Über Nacht und ohne Vorwarnung hat Bundesverkehrsminister Peter Ramsauer (CSU) vielen kleinen Bootstourenanbietern auf deutschen Binnengewässern das Licht ausgeknipst. So interpretiert Nicolaus Cüppers von der Dresdner Firma Elbe-Taxi eine neue Verordnung des Bundesverkehrsministeriums, die am 1. Januar in Kraft trat und seitdem unter Bootsvermietern hohe Wellen schlägt – so auch in der Sächsischen Schweiz.

Seit Jahresanfang ist es nicht mehr zulässig, mit Sport- und anderen Kleinbooten erwerbsmäßig Passagiere zu befördern. Das dürfen fortan nur noch eigens zu diesem Zweck zugelassene Fahrgastschiffe oder Fähren. Damit wolle man erreichen, dass Personen gewerbsmäßig nur auf Schiffen befördert werden, welche die erforderlichen Sicherheitsstandards erfüllen, begründet das Bundesministerium die Neuregelung. Sportboote würden geringeren Sicherheitsanforderungen unterliegen, denn sie könnten beispielsweise mit Benzin betrieben werden oder über eine Holzausstattung verfügen, was bei Fahrgastschiffen nicht erlaubt sei. Nicolaus Cüppers, der mit seinen Elbe-Taxis Touren bis in die Sächsische Schweiz anbietet, sieht diese Argumentation als vorgeschoben an. Seine beiden Sportboote wurden vom Wasser- und Schifffahrtsamt zugelassen und haben ein entsprechendes Bootszeugnis. Cüppers darf sie auch weiterhin zu gewerblichen Zwecken an Kunden vermieten – laut neuer Verordnung jedoch künftig nicht mehr inklusive Bootsführer. Das aber konterkariert nach Cüppers Ansicht das vorgebliche Sicherheitsmotiv der neuen Verordnung. Wie sonst, fragt sich der Dresdner, sei es zu erklären, dass er jeden Ortsfremden mit einem entsprechenden Führerschein ans Ruder seiner Boote lassen dürfe, nur die eigenen Leute nicht, die auf der Elbe Tausende Betriebsstunden Erfahrung hätten.

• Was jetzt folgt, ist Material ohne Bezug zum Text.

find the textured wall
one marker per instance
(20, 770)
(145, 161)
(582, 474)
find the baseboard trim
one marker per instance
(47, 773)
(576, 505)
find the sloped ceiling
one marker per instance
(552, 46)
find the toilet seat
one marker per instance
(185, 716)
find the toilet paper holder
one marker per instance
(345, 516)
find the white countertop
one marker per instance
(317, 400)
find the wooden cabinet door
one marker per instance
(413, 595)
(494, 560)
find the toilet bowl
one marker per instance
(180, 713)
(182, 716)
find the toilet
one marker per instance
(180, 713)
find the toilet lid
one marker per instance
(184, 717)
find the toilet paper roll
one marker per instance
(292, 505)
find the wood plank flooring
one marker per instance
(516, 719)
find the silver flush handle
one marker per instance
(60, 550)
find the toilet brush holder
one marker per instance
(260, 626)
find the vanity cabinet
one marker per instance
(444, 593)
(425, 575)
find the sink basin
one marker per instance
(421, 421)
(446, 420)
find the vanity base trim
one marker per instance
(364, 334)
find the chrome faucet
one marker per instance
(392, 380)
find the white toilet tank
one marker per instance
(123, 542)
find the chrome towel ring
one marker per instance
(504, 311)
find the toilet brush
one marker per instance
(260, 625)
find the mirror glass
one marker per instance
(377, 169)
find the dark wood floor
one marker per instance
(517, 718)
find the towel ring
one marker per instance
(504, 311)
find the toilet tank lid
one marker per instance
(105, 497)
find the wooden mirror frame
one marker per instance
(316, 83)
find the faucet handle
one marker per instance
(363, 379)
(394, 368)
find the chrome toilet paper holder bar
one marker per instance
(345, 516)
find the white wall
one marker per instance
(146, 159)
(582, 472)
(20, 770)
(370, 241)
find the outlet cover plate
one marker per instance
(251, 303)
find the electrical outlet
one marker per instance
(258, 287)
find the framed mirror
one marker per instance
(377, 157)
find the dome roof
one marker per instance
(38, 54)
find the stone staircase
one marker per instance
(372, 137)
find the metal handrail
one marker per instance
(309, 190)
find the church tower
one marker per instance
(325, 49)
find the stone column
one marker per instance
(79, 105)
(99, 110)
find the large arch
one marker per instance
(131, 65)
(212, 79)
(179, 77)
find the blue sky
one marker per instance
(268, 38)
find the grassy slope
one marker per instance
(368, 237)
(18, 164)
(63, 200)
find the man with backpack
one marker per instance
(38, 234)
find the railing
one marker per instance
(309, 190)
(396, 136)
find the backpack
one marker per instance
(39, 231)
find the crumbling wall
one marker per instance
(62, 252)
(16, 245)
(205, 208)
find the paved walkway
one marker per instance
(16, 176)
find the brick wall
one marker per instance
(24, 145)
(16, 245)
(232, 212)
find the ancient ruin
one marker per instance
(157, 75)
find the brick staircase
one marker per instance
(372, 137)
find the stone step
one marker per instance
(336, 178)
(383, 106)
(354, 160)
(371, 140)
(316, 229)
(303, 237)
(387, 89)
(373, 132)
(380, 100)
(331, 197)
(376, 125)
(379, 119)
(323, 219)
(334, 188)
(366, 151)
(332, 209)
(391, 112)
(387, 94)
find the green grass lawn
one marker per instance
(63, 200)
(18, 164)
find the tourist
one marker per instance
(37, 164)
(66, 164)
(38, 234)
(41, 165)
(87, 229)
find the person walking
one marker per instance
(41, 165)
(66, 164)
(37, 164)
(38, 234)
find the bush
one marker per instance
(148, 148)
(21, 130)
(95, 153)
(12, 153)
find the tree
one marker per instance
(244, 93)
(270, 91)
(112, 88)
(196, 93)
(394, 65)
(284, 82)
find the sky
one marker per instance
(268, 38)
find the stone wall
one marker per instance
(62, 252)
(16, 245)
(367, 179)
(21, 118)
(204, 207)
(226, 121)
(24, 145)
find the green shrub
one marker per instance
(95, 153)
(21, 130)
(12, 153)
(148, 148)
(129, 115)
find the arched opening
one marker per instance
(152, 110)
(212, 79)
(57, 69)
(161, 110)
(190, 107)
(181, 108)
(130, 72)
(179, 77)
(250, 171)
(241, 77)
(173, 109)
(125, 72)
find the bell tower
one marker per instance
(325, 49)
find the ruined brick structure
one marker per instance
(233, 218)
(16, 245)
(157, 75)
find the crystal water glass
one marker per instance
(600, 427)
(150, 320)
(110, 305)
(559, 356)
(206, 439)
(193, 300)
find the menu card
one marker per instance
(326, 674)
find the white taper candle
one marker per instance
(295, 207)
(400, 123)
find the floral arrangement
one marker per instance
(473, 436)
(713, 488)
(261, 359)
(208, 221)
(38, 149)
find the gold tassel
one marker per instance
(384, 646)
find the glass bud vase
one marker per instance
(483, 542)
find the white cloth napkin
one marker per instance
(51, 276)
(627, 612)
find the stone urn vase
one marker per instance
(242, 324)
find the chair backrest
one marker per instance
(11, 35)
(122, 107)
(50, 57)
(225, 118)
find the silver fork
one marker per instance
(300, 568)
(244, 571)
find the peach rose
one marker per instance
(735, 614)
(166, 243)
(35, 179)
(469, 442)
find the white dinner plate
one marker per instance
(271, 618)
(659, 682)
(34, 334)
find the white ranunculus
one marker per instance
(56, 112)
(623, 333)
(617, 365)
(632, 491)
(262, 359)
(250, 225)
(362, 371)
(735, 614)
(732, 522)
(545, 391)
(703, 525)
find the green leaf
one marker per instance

Vergeblich ersuchte der Unternehmer um eine Ausnahmegenehmigung für seinen Betrieb. Das Dresdner Schifffahrtsamt habe abgelehnt. Ausnahmen soll es nur noch auf Gewässern mit keiner oder geringer Fahrgastschifffahrt geben. Was jedoch weniger nach einem Sicherheits- , sondern vielmehr nach einem Wettbewerbskriterium klingt. Und genau darin vermuten die betroffenen Bootsanbieter den eigentlichen Grund für die Neuregelung: Lobbyismus. Die Verordnung sei eine Art Marktbereinigung zugunsten der großen Fahrgastschifffahrt. Selbst das Bundesverkehrsministerium räumt in einem Nachsatz ein, dass die Sache mit Wettbewerbsverzerrungen zu tun habe, weil Betreiber von Fahrgastschiffen „kostenrelevante Sicherheitsstandards“ haben müssten, die Sportboote nicht bräuchten. Nicolaus Cüppers findet es bezeichnend, dass der Bundesverband der Deutschen Binnenschifffahrt dem Vorstoß Beifall spendet und sie als Initiative „gegen unfairen Wettbewerb“ feiert.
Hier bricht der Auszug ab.